Life lately has been a bit of a blur. Not in a bad way, per se, just strange. I am still feeling like my job is “new” despite being in it for 45 days already. The pace is very different so it is still taking some getting used to. Better, but different. And for such a routine oriented person, different takes a minute, you know?
Food has been super simple in my kitchen, mostly out of convenience, but can I tell you about my two favorite things from Trader Joe’s lately? The first is Trader Joe’s chopped, pre-washed kale. It’s $1.99, you end up with a 10 oz (which is a sheet pan of kale) and I have been roasting it (400 degrees for 15 minutes) tossed with a little oil, salt, pepper and garlic powder until it is just crispy on top and soft on the bottom. It is the most delicious bed for ANYTHING. I’ve been enjoying throwing the Trader Joe’s Kobe Beef Burgers on them and then changing up my toppings. The Kobe burgers are $5.99 for 2, so between Garrett and I that is an $8 convenience food lunch that is relatively healthy and takes about 20 minutes to get on the table. I AM IN LOVE.

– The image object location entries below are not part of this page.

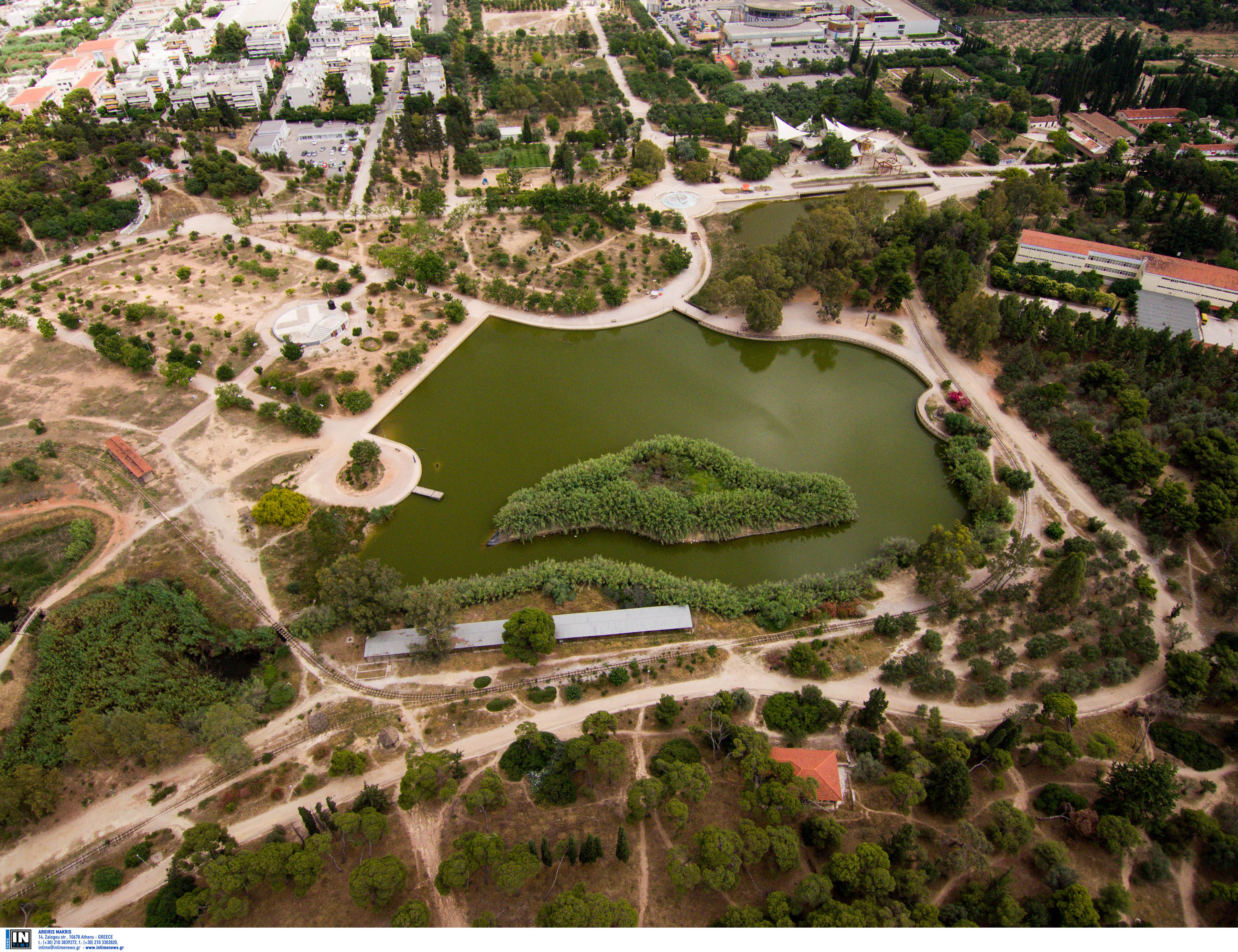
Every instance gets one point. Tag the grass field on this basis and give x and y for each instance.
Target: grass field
(530, 156)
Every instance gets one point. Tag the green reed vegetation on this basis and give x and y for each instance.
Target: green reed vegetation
(674, 490)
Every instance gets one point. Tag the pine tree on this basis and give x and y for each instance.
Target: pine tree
(622, 851)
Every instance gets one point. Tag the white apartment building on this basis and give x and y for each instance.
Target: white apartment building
(358, 86)
(306, 84)
(427, 77)
(268, 41)
(241, 85)
(194, 44)
(253, 14)
(326, 14)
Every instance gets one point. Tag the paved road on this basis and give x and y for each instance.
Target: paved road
(390, 107)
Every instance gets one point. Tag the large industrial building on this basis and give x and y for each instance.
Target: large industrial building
(764, 23)
(1158, 275)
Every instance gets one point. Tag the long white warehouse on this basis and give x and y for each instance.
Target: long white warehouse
(579, 624)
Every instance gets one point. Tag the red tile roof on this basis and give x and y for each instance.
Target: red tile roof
(128, 457)
(821, 766)
(1161, 265)
(1151, 113)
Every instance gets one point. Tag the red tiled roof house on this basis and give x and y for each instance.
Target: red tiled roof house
(821, 766)
(128, 457)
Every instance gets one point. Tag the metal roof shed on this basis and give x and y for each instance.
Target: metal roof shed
(1161, 311)
(579, 624)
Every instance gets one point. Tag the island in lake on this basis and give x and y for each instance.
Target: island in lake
(674, 490)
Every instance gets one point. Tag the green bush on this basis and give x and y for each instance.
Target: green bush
(108, 879)
(1190, 747)
(678, 751)
(1049, 801)
(138, 855)
(356, 402)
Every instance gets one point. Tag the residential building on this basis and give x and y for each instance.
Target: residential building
(1099, 128)
(268, 41)
(357, 20)
(62, 75)
(253, 14)
(1143, 118)
(306, 84)
(192, 44)
(1214, 150)
(358, 86)
(269, 138)
(341, 59)
(241, 85)
(95, 84)
(239, 95)
(819, 766)
(29, 101)
(399, 36)
(427, 77)
(1159, 274)
(105, 51)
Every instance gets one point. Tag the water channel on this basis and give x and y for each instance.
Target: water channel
(513, 403)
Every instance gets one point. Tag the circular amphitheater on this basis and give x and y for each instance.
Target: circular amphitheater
(310, 325)
(772, 13)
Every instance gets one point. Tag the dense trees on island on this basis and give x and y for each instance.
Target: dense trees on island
(674, 490)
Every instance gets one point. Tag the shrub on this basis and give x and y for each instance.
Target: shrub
(282, 507)
(356, 402)
(680, 751)
(1186, 746)
(138, 855)
(346, 763)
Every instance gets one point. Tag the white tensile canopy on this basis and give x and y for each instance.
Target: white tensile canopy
(788, 133)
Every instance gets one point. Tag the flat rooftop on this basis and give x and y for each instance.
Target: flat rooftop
(1161, 311)
(579, 624)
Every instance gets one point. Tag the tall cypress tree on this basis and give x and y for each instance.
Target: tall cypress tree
(622, 850)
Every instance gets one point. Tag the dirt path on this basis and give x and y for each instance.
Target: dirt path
(1185, 878)
(424, 832)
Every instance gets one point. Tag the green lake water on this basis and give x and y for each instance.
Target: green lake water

Speaking of being in love, walks outside with these two have been keeping me sane. I have been seriously grateful for the weather because I think if I lived in a very cold climate right now I would be DEPRESSED. There is a lot going on in my brain, so it has been nice to work all of that out in the fresh air with the sun on my back.
I’m feeling a little behind at life. I haven’t done my taxes. I’m in serious NEED of a haircut. I have made purchases from Amazon that are still sitting in boxes because I haven’t had time to open them. My personal email inbox is OUT OF CONTROL. There is a little part of me that feels like I am watching my life go by in the rear view mirror. Need to fix that, STAT.
The CrossFit Games open have been all at once completely challenging and totally inspiring. As usual, Garrett and I are feeling super excited to work on our weaknesses and make some strides in our skills. I am feeling like the skill I need to develop most in the gym is confidence, which sounds completely weird and is probably an entire post by itself, but that is what I’m going to do. It’s time to get the mojo back.
Life is good right now. Different, but good. I am growing a lot, and I think it’s normal to be having some growing pains. In the meantime I’m just trying to keep putting one foot in front of the other, and staying inspired.